Tizen is more than that; It's NTT DoCoMo's new main smartphone platform and since NTT DoCoMo is where much of mobile innovation starts that makes it important. As ever, the best analysis is he one from Tommi Ahonen [blogs.com]. NTT DoCoMo was strongly into Symbian and pushing Tizen will be their revenge for it being killed.
Tizen can support QT apps [qt-project.org] so the same ones that will work on Sailfish and Blackberry can easily work here. Also Tizen seems to be source code compatible [bada.com] with Bada which has been very successful in the newer mobile phone markets.
Re:For those of you like me who don't have a clue. (Score:4, Informative)
No it's not. Tizen is based on some parts LiMO and large parts Samsung's SLP combined with a general transition from DEB to RPM. It has nothing in common with the N9, which doesn't actually run MeeGo but what would be better called Maemo 6.

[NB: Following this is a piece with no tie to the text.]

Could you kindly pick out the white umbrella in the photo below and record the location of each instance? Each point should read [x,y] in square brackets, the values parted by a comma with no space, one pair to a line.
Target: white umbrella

NTT DoCoMo are a laggard in mobile technology by most measures. The Galapagos phones that they touted in Japan were advanced for a while but they were all caught off guard by smartphones, particularly the iPhone. Now NTT, their parent company, they tend to be pretty innovative, but not in the mobile space.
The proper thing to say would be "Qt supports Tizen." Tizen itself will not include Qt libraries so any app that uses them will need to include them in their package or statically link.